53 sociétés cotées font déjà vérifier leurs informations DD

« Vérification des informations de développement durable : Analyse des pratiques volontaires et perspectives pour l’application de la loi Grenelle 2 » : tel est le titre de l'étude publiée le 6 octobre par le cabinet d'études Deloitte.

On sait que l’article 225 de la loi de Grenelle 2 oblige les entreprises cotées ou grandes à publier des informations de RSE (responsabilité sociétale des entreprises) dans leur rapport annuel et exige que ces informatins soient vérifiées par un organisme tiers. Le problème est que l’on attend toujours la publication du décret d’application...

Or, les sociétés cotées vont plus vite que le gouvernement.
Ainsi, 44% des sociétés de l’indice SBF 120, soit 53 d’entre elles dont 35 sociétés du CAC 40 ont fait auditer une partie de leurs informations de développement durable relatives à l’exercice 2010.

Les auteurs de l’étude relèvent que :

       83% des entreprises concernées par la vérification sur l’exercice 2010 ont fait le choix de confier les travaux à au moins un de leurs commissaires aux comptes.

       89% des entreprises ayant fait vérifier par un tiers une partie de leurs informations développement durable font mener des travaux de vérification suivant la norme ISAE3000* débouchant sur l’émission d’une « assurance » 

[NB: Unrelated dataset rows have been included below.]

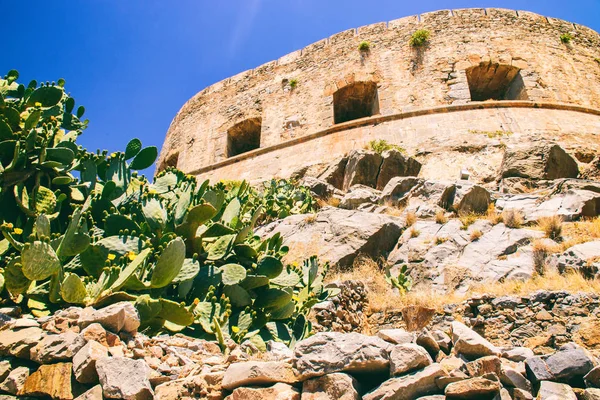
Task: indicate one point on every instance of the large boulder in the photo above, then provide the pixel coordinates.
(362, 168)
(336, 386)
(251, 373)
(547, 161)
(124, 378)
(470, 344)
(396, 164)
(409, 387)
(329, 352)
(117, 317)
(336, 235)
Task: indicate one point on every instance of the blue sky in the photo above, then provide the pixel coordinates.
(133, 63)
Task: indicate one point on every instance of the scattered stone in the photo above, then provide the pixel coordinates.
(84, 362)
(554, 391)
(336, 386)
(124, 378)
(279, 391)
(409, 387)
(329, 352)
(54, 348)
(117, 317)
(15, 380)
(52, 380)
(396, 336)
(474, 388)
(408, 357)
(547, 161)
(18, 343)
(258, 373)
(94, 393)
(470, 344)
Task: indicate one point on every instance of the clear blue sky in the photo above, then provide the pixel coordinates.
(133, 63)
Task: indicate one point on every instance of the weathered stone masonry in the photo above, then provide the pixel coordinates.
(269, 121)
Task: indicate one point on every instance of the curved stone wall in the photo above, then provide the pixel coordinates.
(420, 93)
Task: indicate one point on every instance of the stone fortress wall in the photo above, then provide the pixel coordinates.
(482, 70)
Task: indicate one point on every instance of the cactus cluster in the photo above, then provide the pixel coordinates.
(84, 228)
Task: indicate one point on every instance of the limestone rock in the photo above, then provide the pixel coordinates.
(548, 161)
(409, 387)
(52, 380)
(474, 388)
(124, 378)
(470, 344)
(19, 342)
(554, 391)
(15, 380)
(55, 348)
(358, 195)
(336, 386)
(336, 235)
(396, 336)
(396, 164)
(362, 168)
(329, 352)
(279, 391)
(258, 373)
(408, 357)
(94, 393)
(117, 317)
(84, 362)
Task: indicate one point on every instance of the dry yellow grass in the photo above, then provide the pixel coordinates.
(440, 217)
(551, 226)
(512, 218)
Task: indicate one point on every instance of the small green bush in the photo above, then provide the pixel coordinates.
(419, 38)
(380, 146)
(364, 46)
(566, 38)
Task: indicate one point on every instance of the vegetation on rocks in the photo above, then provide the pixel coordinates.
(84, 228)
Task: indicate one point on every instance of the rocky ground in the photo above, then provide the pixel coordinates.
(529, 220)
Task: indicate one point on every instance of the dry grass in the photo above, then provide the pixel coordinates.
(411, 218)
(552, 226)
(492, 215)
(512, 218)
(440, 217)
(475, 235)
(330, 201)
(365, 269)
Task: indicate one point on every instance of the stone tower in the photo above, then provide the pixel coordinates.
(484, 80)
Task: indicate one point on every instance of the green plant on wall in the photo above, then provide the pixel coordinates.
(86, 229)
(419, 38)
(364, 46)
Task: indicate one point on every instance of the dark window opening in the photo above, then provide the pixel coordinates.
(244, 137)
(354, 101)
(170, 161)
(493, 81)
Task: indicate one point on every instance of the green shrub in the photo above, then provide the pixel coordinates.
(419, 38)
(364, 46)
(84, 228)
(566, 38)
(380, 146)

       Parmi les 16 indicateurs vérifiés en moyenne :

       plus de la moitié d’entre eux sont des indicateurs environnementaux,

       près de 40% des indicateurs concernent le social et

       10% portent sur le sociétal.

  

Cependant, les vérifications sont très souvent limitées en termes de périmètre couvert (sites industriels, principales business units pour l’environnement,…) et de nombre d’indicateurs vérifiés. 

Les taux de vérification restent très hétérogènes : 

       En matière environnementale :

             42% du SBF120 font vérifier leurs émissions de gaz à effet de serre ;

             24% leurs déchets (production et/ou traitement) ;

            9 % leurs consommations de matière première.

            Aucune ne fait vérifier les informations relatives à la biodiversité.

 

       En matière sociale :

            28% du SBF120 font vérifier les indicateurs relatifs aux accidents de travail (nombre et taux de fréquence principalement) ;

             23% leurs effectifs (évolution et répartition par catégorie ou zone géographique) ;

            7 % les informations relatives à l’emploi et l’insertion des handicapés.

            Aucune ne fait vérifier les informations relatives au respect des principes de l’Organisation Internationale du Travail.

 

       En matière sociétale :

            8% du SBF120 font vérifier des informations concernant leur politique d’achat durable (audits sociaux des fournisseurs principalement) ;

            7% leurs actions de partenariat ou de mécénat.

             Aucune ne fait vérifier les « autres actions engagées en faveur des droits de l’Homme ».

 

« Il devient à présent impératif de gagner en fiabilité et en crédibilité car aujourd’hui, ces données sont loin d’avoir la robustesse des informations financières. Les dispositifs de contrôle interne renforcés et la vérification externe par un acteur indépendant permettront ainsi l’amélioration de leur qualité et une plus grande confiance des parties prenantes »  conclutEric Dugelay, Associé Responsable de l’Offre Responsabilité Sociale et Environnementale chez Deloitte.